The other day I visited Boba & Tea in East St. Paul and found myself amidst a sea of twenty high school students who just got out of school. One girl started chatting with me. “I had to do 20 push-ups to be here!”
“They must think I’m one of them!” I thought as I grabbed my drink.
When I returned to my car and checked my rearview mirror, I saw my forehead crevices and undereye bags. They must have seen me for what I am, a nice mom. . .
My first clue I was getting older occurred a few years ago at work. I wondered if I could join a “young adult” group and my boss was like “You’re not a young adult, you’re an adult adult!”
I felt mortally offended.
Now, I definitely can’t say I’m still a young adult. But, I’ll enjoy my last adult-adult years.
You know you’re 37 when . . .
- You refuse to sign up for any more social media platforms.
- Twitter starts to remind you of Facebook
- You have a special song about concealer. And make-up primer reminds you too much of last year’s porch repair wood putty process.

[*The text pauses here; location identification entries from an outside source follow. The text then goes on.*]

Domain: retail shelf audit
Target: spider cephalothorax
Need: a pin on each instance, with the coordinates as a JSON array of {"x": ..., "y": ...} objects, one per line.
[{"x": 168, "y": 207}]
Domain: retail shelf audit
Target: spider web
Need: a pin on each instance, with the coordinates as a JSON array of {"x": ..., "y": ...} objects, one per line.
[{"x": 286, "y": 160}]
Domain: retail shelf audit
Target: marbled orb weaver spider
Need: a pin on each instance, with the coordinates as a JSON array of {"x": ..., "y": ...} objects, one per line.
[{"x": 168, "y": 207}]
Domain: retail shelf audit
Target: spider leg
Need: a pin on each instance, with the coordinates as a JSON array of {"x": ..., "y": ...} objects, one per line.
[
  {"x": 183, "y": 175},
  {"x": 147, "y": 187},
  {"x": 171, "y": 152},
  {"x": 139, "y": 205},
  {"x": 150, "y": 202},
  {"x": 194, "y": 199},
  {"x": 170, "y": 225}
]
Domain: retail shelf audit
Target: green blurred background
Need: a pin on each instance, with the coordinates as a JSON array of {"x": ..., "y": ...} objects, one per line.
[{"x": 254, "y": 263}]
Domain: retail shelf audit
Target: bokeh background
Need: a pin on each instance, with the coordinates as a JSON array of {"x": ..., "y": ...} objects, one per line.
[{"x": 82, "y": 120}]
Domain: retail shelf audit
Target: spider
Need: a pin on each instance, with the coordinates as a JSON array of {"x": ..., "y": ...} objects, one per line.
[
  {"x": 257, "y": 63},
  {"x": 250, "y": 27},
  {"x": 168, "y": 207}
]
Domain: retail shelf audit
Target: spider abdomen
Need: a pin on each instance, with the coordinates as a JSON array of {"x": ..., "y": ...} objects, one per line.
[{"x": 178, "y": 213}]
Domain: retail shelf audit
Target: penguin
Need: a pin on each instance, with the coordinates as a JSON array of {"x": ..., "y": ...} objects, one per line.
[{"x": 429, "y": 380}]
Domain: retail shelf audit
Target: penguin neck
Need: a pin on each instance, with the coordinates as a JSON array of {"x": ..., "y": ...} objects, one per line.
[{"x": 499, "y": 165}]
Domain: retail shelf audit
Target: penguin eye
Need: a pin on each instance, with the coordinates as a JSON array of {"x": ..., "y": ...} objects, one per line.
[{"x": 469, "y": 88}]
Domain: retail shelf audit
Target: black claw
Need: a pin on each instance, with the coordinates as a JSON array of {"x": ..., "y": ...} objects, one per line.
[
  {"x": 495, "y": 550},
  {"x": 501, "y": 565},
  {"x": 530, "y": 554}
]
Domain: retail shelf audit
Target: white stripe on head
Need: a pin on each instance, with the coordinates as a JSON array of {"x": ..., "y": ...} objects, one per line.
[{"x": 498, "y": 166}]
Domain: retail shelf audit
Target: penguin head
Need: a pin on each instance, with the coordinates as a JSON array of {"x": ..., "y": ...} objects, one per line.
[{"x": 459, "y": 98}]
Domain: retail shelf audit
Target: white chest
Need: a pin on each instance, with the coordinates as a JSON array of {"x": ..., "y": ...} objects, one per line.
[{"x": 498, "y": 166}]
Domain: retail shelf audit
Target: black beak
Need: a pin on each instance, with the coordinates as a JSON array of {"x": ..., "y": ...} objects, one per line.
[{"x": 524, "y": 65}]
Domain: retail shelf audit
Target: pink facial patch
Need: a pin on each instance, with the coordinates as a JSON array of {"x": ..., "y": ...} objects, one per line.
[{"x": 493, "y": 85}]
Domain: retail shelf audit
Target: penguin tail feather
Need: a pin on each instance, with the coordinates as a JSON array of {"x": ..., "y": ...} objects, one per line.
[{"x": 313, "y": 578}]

- Your Zoolander references date you.
- You worry your name will be your generation’s “Karen.”
- You’re always concerned the students from the college next-door are dressed too lightly and might be cold.
- 33 felt excited about getting new gutters. 37 finally got the new gutters.
- 33 felt Uncle Rico trying to throw a football over them mountains. Every dude is an Uncle Rico now.
- Your Napoleon Dynamite references also date you.
- You let the young people have their mom jeans.
- You remember thinking the older guy you dated in your 20’s was nuts when he closed his eyes and blissed-out when that song at the end of Breakfast Club played on the radio. You find yourself having this moment when Michelle Branch came on the radio.
- You find yourself relating more to Martin Short than Selena Gomez on Only Murders in the Building.
- You wonder if you’re experiencing a legitimate annoyance or if it’s an old woman yelling at the clouds type of thing.
- Your favorite Youtuber describes a shirt that you thought looked nice as “mommish.”
- You entertain the idea of popping in to the Talbot’s store you drive past every day.
- You wake the baby up with your creaky joints.
Insert scene from Scrubs where Ted goes “It’s my birthday.”